Why is Medicare rationing of Alzheimer’s drugs?

By Kenneth E. Thorpe

The FDA has recently approved exciting new treatments that can slow the progression of Alzheimer’s disease, a scourge that claims more American lives than breast cancer and prostate cancer combined.

One such medicine, Leqembi, reduced early-stage Alzheimer’s patients’ cognitive decline by 27% in clinical trials — a breakthrough that offers hope to millions of Americans with degenerative dementia.

The question, though, is whether Medicare will allow access to these and other game-changing medications through seniors’ prescription drug coverage. For Leqembi, the answer as of July is yes — but it’s complicated. And the complications should be ringing alarm bells for seniors nationwide. 

Medicare initially balked at providing coverage for Leqembi and similar Alzheimer’s treatments.

In a nutshell, Medicare officials decided unilaterally that FDA approval wasn’t good enough. Without the expertise or even necessarily the authority to do so, CMS demanded additional testing for monoclonal antibody treatments for Alzheimer’s before covering them without requiring patients to join a study.

The first FDA approvals for these treatments came under the FDA’s “accelerated approval” pathway, which is designed to get critical medicines to patients as soon as safely possible.

Leqembi received accelerated approval in January this year based on its ability to clear the brain of plaques associated with Alzheimer’s disease. In theory, this should have allowed hundreds of thousands of Medicare patients access to a medicine that could substantially slow the progress of their Alzheimer’s.

It didn’t.
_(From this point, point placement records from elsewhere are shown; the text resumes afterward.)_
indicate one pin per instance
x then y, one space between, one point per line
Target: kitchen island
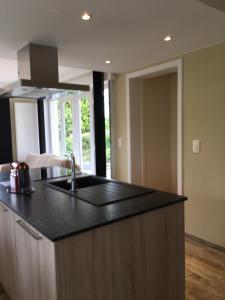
55 246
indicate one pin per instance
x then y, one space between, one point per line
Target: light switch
196 146
120 142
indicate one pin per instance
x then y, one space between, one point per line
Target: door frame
161 69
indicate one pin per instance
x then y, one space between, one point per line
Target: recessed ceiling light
168 38
86 16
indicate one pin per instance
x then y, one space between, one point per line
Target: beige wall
204 119
159 132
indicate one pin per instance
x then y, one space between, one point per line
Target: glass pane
107 131
68 123
85 134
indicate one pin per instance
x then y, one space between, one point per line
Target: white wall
26 129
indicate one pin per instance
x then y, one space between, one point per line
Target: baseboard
204 242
CMS effectively refused to cover the medicine by requiring participation in agency-approved clinical trials or an evidence-gathering data registry as a condition of coverage — neither of which existed at the time.
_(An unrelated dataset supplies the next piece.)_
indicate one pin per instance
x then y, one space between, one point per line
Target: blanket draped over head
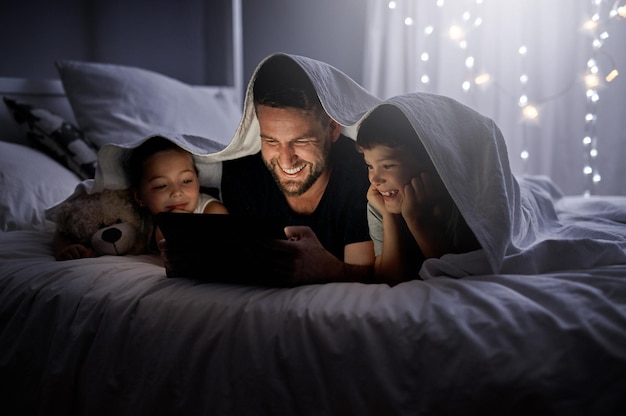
523 224
342 98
The CMS actions suggest that the agency was working to avoid having the government pay for the medication. But doing so violated a core Medicare tenet of equal access to FDA-approved medications, setting a dangerous precedent.

Leqembi went on to gain traditional approval in July. CMS now says it will provide coverage as long as a patient’s prescribing clinician participates in an easily accessible national registry. That’s a big improvement — but it still leaves troubling precedents in place and restricts coverage to people willing to share their data with a registry. 
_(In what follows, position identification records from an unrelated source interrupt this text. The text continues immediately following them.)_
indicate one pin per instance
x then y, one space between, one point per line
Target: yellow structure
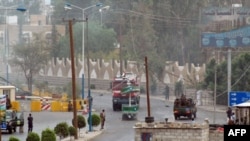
15 106
35 106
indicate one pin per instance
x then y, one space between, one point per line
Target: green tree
33 137
96 120
240 76
72 131
12 138
48 135
30 57
62 130
68 89
81 122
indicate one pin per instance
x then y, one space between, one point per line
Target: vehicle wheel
10 130
194 115
190 117
114 107
175 117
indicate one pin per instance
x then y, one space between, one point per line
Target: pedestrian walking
102 116
30 123
229 113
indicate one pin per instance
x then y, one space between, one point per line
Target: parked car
12 119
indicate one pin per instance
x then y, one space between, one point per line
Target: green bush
62 130
81 122
92 86
48 135
96 120
72 131
33 137
142 90
13 139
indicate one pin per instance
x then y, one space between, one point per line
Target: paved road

Worse, delaying or denying access to medications like Leqembi is incredibly short-sighted. The Alzheimer’s Association estimates that Alzheimer’s and other dementias will cost the United States over $345 billion in 2023, with Medicare and Medicaid covering much of those costs. Without adequate treatments, such expenditures will balloon to nearly $1 trillion annually by 2050.

Leqembi is designed to treat patients in the early stages of Alzheimer’s. Yet every day during the six months that separated its accelerated and traditional FDA approvals — when CMS was refusing to cover it for almost all patients — more than 2,000 people with Alzheimer’s progressed past the point at which Leqembi could have slowed their cognitive decline.

President Biden pledged to reduce the “heartbreaking human toll” of Alzheimer’s. We are on the cusp of doing so — provided officials at CMS stop trying to ration treatments.

Kenneth E. Thorpe is chair of the Department of Health Policy and Management at the Rollins School of Public Health, Emory University. He is also chairman of the Partnership to Fight Chronic Disease.